Sen. Pat Roberts Was Right: Farm Subsidy Costs Soar by More Than $10 Billion
Sen. Pat Roberts of Kansas, now chair of the Senate Agriculture Committee, opposed the 2014 Farm Bill because of the projected cost of new farm subsidies. At the time, Roberts said the bill was a "march backwards" that would mean more spending and waste.
Roberts was right. But it's even worse than he expected.
New budget forecasts released this week by the Congressional Budget Office show that the cost of commodity farm subsidies through the end of the farm bill will be almost $11 billion higher than originally projected. When the farm bill was passed, these programs were supposed to cost $14.6 billion from 2016 through 2018, but now they will cost almost $25.6 billion.

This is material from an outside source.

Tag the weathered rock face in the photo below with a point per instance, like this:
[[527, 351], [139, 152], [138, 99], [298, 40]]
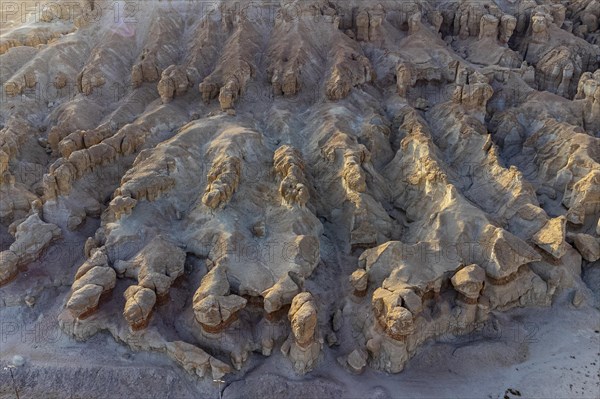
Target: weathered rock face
[[32, 237], [438, 159], [303, 346]]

The main culprit is the Agricultural Risk Coverage county-level subsidy program. Payments under the ARC program are forecast to go from $4.5 billion in 2016 to $6 billion in 2017, and then back down to $4.7 billion in 2018. The budget office expects ARC payments will continue to decrease after 2018, but payments through the Price Loss Coverage program will rise.
The Price Loss Coverage program is what stopped Roberts from supporting the farm bill. He said that by setting high fixed-target prices that guarantee overproduction, the program was "a classic government subsidy mistake." The new predictions back him up: Overproduction lowers crop prices, resulting in an increase in payments to farmers.
As Congress begins holding hearings on the next farm bill in the coming months, members should heed Roberts' warning and reform these commodity programs.